Hello everyone!
I have finished all the APT steps on my UK biobank CEL files. I understand that once this is done, SNPolisher should be used to verify the quality of probes/SNPs and also extract data into a suitable format to start the analysis. I have read the SNPolisher guide and vignettes but I don't understand these points:
- How critical is SNPolisher once the APT steps were completed satisfactorily? I understand that SNPolisher gives you specific details of the quality of probes/SNPs and helps you to figure out how clean or trustable is your data. Is the data obtained by - let's say P_visualization - useful to restrict the extraction of certain probes/SNPs? or are there specific thresholds (as in some QC steps of APT) to extract your data without the steps described in SNPolisher?
- I'm trying to run Ps_visualization: Ps_Visualization(pidFile,summaryFile,callFile,confidenceFile)

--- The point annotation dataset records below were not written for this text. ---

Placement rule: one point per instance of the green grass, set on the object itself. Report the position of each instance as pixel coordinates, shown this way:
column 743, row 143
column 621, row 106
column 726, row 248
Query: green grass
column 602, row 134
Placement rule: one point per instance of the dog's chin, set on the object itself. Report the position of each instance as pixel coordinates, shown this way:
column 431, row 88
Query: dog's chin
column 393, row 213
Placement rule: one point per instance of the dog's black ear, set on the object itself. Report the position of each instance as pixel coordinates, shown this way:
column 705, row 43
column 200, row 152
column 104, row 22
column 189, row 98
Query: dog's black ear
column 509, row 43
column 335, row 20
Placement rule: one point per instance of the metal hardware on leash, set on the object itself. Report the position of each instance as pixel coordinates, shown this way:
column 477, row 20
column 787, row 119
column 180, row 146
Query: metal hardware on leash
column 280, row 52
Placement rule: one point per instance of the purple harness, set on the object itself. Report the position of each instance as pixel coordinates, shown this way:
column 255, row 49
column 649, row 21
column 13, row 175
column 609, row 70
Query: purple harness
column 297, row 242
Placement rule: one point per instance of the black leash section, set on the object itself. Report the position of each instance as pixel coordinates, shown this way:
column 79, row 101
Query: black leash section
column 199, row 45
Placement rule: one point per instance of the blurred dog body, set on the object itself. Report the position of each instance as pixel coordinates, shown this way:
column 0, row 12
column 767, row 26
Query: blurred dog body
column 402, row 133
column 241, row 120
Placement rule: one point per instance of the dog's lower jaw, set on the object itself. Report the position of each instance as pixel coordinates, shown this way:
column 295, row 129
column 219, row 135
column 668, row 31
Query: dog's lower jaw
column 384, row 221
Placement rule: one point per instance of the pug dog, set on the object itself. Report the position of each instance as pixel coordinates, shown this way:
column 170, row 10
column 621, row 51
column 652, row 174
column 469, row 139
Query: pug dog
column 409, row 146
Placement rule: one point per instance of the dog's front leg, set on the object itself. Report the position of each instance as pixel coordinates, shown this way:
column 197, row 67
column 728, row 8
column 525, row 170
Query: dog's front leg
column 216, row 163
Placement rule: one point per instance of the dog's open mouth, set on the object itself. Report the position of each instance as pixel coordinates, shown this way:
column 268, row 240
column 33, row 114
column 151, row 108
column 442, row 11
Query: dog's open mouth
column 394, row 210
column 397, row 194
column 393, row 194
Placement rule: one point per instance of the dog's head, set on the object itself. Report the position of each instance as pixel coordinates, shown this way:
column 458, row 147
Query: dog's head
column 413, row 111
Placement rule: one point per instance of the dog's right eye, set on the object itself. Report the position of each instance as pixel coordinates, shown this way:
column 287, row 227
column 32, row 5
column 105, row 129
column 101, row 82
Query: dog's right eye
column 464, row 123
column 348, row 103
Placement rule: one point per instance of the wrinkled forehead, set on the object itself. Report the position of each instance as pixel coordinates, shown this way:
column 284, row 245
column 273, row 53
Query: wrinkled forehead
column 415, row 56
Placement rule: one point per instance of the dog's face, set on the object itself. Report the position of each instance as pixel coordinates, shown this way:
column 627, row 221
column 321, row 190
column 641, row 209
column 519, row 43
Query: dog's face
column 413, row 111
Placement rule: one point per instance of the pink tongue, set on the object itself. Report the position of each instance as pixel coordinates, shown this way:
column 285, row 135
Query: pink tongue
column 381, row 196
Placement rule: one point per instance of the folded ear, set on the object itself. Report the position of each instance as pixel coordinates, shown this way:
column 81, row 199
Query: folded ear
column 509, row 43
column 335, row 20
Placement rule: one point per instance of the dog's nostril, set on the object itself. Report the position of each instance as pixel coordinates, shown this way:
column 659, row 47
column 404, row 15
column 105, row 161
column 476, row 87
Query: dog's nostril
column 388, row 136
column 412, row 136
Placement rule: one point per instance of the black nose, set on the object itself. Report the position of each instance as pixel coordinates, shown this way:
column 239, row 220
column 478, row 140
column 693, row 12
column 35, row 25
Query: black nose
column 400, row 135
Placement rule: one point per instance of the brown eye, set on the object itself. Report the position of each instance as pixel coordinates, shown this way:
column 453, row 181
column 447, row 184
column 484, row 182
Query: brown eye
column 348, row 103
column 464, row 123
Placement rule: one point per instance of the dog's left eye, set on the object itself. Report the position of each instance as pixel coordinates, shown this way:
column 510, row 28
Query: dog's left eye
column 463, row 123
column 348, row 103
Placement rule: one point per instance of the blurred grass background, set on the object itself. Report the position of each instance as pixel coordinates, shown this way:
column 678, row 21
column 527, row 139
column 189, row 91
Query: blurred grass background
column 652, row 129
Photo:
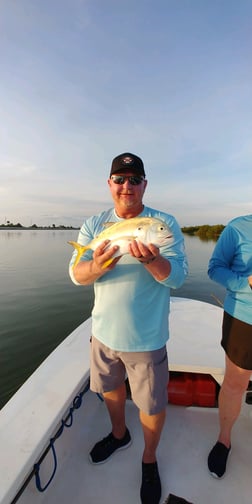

The input files for summaryFile, callFile, and confidenceFile were generated by APT. I'm trying to find the pidFile or an example of how it looks to make it myself, but I can't find either of both. This file is basically a list of probesets, but I don't know exactly where I can find this information.
Considering all the SNPs will be tested, is the pidFile really necessary?
- I can't find details on the SNPolisher guide of how CEL files or APT outputs can be converted into suitable formats such as PLINK or VCF. Could you please share any documentation explaining this step? and also the input files required for this?
Apologies if these questions are silly. I'm completely new in the GWAS world and it is very hard to understand these thermofisher documents.
Kind regards,
B